JOHANNESBURG -- African media bosses gather for their annual summit this week to examine how they can harness and “monetise” the continent’s growing youthful audiences who are heavily reliant on digital media channels as their sources of news, information and entertainment.


“This is a natural sequel to our conference last year when we broadly examined how African media was embracing New Media platforms as a source of additional audience reach and revenue,” says Francis Mdlongwa, Director of Rhodes University’s Sol Plaatje Institute for Media Leadership (SPI) which co-hosts the annual Africa Media Leadership Conference (AMLC).
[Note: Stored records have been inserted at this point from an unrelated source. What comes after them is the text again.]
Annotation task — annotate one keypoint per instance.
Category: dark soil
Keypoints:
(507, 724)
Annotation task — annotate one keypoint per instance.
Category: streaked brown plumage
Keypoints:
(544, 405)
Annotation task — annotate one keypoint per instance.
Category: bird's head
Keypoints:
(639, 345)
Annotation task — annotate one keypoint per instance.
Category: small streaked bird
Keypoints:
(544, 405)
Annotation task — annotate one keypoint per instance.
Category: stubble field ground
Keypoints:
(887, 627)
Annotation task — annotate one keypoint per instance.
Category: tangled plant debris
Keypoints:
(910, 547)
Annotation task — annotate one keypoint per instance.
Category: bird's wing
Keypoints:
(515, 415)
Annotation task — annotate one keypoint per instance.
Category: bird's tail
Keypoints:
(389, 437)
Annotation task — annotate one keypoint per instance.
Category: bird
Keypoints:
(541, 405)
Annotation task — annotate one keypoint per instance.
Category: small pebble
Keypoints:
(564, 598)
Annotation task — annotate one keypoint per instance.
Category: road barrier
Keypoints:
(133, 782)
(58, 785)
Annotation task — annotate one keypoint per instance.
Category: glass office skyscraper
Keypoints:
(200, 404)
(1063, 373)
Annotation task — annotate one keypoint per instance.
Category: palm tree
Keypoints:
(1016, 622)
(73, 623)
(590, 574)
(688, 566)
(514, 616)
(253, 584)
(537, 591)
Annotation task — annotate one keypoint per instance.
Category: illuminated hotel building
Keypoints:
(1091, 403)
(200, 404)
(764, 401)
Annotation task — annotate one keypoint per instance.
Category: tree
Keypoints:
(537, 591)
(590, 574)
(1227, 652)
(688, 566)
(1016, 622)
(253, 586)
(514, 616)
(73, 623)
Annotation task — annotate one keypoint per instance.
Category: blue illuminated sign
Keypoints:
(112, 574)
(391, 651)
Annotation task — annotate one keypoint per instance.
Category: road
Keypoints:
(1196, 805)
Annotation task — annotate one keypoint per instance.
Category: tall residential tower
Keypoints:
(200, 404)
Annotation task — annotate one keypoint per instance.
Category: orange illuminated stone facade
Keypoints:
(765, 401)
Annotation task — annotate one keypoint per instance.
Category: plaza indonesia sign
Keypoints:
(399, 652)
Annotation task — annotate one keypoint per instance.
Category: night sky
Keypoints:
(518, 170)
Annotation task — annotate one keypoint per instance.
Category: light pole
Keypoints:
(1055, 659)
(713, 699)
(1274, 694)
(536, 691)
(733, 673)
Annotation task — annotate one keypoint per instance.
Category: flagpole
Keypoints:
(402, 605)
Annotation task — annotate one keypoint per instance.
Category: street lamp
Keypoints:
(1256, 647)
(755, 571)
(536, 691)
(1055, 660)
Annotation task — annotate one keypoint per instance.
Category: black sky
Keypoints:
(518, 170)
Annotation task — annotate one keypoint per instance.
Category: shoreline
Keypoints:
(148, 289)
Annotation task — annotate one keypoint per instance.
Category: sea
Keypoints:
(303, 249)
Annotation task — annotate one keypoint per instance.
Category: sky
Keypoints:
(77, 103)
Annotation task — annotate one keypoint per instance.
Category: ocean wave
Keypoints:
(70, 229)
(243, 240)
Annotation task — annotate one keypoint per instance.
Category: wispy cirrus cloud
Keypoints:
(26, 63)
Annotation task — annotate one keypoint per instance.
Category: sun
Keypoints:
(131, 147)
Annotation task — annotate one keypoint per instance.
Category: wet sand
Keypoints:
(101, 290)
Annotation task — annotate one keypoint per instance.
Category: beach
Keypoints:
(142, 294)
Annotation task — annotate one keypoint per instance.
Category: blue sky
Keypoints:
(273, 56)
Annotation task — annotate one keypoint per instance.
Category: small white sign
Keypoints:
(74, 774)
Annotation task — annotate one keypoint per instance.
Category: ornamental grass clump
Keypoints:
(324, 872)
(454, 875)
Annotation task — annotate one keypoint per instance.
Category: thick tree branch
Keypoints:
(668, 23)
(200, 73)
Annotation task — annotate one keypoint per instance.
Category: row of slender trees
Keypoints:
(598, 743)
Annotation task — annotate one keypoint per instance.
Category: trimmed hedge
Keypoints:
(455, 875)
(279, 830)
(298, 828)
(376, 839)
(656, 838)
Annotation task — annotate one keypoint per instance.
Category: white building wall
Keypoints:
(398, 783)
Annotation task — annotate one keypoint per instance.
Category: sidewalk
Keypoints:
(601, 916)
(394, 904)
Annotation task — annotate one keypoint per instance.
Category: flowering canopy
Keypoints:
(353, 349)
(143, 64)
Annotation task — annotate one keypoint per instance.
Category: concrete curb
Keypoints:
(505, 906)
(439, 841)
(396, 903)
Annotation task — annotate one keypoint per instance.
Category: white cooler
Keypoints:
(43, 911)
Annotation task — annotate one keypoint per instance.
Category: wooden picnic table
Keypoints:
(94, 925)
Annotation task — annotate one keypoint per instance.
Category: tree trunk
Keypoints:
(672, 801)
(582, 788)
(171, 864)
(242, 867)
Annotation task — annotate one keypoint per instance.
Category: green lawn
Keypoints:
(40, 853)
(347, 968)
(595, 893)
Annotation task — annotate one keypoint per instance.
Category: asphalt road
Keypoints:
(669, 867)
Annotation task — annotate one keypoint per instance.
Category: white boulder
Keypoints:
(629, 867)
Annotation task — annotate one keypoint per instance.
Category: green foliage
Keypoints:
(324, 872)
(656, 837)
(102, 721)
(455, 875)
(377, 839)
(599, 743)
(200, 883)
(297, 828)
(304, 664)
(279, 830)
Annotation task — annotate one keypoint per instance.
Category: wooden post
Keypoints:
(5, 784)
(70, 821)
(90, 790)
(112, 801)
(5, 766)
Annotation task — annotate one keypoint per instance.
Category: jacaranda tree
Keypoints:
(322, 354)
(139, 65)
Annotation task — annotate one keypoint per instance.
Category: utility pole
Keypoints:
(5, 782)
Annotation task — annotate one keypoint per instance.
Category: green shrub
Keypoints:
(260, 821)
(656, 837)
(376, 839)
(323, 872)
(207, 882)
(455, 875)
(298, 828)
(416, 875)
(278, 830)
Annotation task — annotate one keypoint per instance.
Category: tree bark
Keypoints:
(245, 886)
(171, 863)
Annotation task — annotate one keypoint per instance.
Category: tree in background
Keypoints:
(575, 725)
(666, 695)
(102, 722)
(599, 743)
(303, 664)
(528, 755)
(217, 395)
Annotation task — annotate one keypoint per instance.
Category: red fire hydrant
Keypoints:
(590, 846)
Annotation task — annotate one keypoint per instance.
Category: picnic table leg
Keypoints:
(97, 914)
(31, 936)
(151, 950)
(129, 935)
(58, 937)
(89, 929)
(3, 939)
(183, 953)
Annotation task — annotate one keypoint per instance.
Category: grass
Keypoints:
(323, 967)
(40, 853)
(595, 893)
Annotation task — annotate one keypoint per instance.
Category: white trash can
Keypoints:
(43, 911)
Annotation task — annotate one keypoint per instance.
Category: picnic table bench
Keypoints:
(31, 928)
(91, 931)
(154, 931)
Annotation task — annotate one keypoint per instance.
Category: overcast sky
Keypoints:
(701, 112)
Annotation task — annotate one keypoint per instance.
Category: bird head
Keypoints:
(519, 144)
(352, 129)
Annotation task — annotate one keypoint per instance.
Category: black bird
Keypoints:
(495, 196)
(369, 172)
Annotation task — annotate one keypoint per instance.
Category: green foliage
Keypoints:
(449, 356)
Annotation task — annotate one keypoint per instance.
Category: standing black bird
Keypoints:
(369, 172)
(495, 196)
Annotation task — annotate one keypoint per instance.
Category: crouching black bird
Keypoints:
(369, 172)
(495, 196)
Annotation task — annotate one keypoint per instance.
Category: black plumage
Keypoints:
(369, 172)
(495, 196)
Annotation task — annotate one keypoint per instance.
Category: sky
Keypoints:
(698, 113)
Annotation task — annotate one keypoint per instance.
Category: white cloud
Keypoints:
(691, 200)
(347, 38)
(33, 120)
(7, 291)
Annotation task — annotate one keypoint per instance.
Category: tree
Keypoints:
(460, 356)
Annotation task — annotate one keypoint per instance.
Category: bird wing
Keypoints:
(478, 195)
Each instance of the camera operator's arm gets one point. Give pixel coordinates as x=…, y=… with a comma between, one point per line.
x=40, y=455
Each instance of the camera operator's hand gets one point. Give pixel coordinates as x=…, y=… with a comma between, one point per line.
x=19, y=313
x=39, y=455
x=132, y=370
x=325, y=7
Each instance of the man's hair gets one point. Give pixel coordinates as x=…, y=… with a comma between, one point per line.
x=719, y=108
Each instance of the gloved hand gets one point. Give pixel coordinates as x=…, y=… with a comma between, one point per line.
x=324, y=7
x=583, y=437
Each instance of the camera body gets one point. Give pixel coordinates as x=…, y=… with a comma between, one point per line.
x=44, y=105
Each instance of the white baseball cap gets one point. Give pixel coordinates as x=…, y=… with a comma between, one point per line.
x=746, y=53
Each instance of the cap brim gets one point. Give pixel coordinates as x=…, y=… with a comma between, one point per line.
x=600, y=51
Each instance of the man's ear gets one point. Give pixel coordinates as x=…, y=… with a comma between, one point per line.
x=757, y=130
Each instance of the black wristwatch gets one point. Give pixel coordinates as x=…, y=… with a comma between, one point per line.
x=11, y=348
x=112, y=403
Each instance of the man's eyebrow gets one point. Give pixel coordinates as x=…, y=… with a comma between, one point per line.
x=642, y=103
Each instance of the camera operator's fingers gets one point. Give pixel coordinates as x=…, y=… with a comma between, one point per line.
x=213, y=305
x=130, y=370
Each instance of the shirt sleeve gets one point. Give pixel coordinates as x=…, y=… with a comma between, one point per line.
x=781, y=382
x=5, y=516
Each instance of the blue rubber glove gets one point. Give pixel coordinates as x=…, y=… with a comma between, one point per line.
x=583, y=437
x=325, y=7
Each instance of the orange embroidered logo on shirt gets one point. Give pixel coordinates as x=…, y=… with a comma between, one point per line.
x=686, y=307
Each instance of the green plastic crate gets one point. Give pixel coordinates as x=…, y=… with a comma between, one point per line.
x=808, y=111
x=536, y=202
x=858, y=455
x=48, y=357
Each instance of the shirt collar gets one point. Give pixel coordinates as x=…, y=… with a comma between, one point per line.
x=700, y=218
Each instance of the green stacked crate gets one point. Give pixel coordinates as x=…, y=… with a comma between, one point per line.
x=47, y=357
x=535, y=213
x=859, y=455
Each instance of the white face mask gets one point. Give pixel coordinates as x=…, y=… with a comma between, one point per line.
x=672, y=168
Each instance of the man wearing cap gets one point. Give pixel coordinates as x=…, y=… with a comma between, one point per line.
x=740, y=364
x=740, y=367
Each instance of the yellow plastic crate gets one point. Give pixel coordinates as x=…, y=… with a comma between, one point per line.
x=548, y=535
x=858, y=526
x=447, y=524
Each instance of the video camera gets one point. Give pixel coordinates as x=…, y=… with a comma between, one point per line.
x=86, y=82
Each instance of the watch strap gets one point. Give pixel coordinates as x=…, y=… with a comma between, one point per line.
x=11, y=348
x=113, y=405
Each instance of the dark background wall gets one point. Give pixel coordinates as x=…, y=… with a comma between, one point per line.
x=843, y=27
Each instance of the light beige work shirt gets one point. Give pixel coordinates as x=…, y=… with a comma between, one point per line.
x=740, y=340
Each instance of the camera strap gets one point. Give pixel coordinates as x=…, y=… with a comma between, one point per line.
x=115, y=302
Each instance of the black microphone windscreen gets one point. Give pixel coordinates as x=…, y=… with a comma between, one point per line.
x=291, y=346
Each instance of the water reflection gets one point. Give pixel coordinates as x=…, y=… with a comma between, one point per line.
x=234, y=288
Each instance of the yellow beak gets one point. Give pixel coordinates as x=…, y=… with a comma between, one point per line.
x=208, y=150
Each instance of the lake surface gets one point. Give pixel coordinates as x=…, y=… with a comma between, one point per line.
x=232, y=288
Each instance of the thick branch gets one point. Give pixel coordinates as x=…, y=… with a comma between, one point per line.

“This year’s AMLC will therefore look critically at what African media firms are already doing in tapping the youth market, the so-called digital natives; what they could learn from media in other parts of the world and what they themselves could do in experimenting and innovating in this crucial present and future market,” he says.


Frank Windeck, head of the Konrad Adenauer Stiftung’s Sub-Saharan Africa Media Programme, which funds the AMLC, said: “When we started the conference, the traditional media dominated the field of participants. This is rapidly changing. Internet entrepreneurs, bloggers and other creatives from the new media are coming on board more and more.

This reflects the 21st century's media reality which is dramatically shaped by new ways of communication. To prepare the African media for the future, we need to create more networks between the traditional and the modern, which we strive to provoke through the conference”.

The AMLC series was launched by the SPI and the Konrad Adenauer Stiftung (KAS) in 2002. The conferences have become an annual high-level platform for strategy formulation, networking and sharing of ideas and experiences by African media chief executive officers and editors-in-chief of print, broadcast, online and converged media.


This year’s AMLC, running under the theme of “Learning from the Future: Africa’s Media Map in 2029”, will be held in Ghana’s capital Accra from October 4 to 7. Previous conferences have been held in diverse African countries, including Uganda, Mauritius, Mozambique, Kenya and South Africa. The conference is by invitation only.

Mdlongwa said: “This year we plan to become a truly pan-African body when we complete our expansion programme and bring in the Maghreb Arab region’s representatives to the conference for the very first time. We started small, focusing on Southern Africa, but we have been gradually expanding our footprint to include East Africa, the Horn of Africa, Central Africa and West Africa.


“In a world in which social capital and networks are playing an ever more critical role in defining the success of any business, we at the SPI are very grateful to the KAS for its solid financial and logistical support without which this important network would not have been possible.”, he added.


The conferences are an unprecedented networking platform by Africa’s top-most decision-makers in the media and at times these conferences have resulted in new business being forged by some of the participants.